The General Appliance Corporation (GAC), specializing on manufacturing various kinds of home appliances. The GAC was decentralized and it divided into 4 main product divisions, 4 manufacturing divisions as well as 6 staff offices. GAC manufactured few component parts and usually bought them from outside vendors. Transfer prices of the parts were negotiated between departments based on outside suppliers’ price. While the purchasing staff had the power to settle disputes when there was a disagreement. This management style and method created various problems within the company because the lack of communication, coordination, and motivation. Besides, departments have less power and authority on resources allocation and there was extensive measurement in the company. As a result, GAC has to refine its transfer rules, setting guidelines to avoid disputes between divisions and outside vendors.
Issues and Analysis
Issue #1 “Stove top Problem”:
When the chrome products division sold a chrome plated unit that fitted on the top of the stove. Due to various complaints from customers, chrome products division to refine products leading an increase the cost of the stove top ($10) by a dollar. 90 cents less than outside supplier (manufacturing costs are deemed to have increased by 80 cents). (Quality; communication; transfer prices
Resolution: Engineer department said the costs were reasonable and quality control said the quality improved and better than previously supplied.

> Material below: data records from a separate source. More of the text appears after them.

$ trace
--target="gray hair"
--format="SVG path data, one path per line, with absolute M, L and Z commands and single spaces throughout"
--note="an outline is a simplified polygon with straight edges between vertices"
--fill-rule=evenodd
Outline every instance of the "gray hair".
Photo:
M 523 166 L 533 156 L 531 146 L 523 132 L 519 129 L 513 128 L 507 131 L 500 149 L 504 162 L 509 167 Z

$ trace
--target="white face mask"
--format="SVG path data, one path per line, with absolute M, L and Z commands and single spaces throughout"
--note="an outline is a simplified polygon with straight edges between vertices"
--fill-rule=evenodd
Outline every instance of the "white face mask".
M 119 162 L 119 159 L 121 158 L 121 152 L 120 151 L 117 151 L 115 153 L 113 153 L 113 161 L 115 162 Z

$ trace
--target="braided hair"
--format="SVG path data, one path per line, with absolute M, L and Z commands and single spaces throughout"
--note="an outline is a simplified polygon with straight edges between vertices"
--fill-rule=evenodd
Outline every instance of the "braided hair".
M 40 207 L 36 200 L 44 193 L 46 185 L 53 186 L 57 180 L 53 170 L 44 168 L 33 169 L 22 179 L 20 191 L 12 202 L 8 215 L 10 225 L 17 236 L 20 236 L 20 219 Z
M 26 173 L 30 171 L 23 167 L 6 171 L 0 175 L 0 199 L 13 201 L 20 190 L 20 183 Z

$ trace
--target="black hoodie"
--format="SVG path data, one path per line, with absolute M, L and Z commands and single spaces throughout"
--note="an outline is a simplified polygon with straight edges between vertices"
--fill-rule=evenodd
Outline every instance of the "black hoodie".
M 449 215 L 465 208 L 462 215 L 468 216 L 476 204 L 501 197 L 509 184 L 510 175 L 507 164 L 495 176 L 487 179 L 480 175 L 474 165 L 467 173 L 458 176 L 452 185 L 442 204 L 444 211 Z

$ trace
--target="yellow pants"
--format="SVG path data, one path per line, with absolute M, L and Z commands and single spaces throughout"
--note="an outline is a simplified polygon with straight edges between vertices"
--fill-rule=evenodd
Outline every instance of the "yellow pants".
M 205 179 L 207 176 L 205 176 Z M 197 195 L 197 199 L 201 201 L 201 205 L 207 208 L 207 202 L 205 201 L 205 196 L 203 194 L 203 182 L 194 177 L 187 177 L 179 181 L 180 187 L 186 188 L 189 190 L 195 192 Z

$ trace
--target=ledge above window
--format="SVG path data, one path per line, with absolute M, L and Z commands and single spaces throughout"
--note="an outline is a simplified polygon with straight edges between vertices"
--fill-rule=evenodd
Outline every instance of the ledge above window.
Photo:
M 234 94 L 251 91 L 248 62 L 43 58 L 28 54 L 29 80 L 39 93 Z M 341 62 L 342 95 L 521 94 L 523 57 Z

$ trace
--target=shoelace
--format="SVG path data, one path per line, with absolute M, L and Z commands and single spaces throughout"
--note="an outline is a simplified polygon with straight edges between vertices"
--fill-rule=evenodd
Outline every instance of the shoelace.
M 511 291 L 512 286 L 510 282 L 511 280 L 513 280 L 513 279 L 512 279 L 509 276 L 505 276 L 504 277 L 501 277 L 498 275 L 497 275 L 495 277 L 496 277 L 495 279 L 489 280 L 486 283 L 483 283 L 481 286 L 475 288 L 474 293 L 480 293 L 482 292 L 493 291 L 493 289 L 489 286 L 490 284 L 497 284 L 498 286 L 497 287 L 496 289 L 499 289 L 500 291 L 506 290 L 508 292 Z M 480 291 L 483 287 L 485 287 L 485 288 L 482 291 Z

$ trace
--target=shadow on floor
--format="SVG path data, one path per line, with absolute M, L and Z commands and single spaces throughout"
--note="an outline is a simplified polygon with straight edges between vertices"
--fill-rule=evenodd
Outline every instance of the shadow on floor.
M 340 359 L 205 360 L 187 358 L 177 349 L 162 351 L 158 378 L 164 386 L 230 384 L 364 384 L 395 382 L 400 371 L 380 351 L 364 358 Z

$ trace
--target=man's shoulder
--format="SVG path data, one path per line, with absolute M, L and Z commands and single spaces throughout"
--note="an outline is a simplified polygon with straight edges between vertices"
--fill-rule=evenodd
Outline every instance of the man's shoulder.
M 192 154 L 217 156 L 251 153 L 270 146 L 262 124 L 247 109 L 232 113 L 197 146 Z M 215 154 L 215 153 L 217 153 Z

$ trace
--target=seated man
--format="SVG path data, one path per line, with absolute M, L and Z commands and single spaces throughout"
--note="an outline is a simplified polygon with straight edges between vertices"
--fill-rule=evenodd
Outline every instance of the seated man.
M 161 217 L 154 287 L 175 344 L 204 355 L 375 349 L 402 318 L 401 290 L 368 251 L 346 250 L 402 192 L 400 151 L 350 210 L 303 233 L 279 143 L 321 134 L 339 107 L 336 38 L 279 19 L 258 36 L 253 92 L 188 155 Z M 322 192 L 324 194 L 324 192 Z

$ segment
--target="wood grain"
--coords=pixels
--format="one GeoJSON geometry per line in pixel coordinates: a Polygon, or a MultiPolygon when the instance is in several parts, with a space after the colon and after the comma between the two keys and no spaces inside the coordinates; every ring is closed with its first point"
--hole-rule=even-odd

Issue #2 “thermostatic control problem”
Refrigeration Division initially used 25% of their Thermostatic Control Unit produced from Electric Motor Division internally. All remaining unites are purchased from Monsoon Controls Corp in 1985. It increased to 100% produced internally by 1988. After Monsoon Controls proposed a price of $2.15/unit, electric motor division refuses to drop its price lower than $2.40 to all products divisions.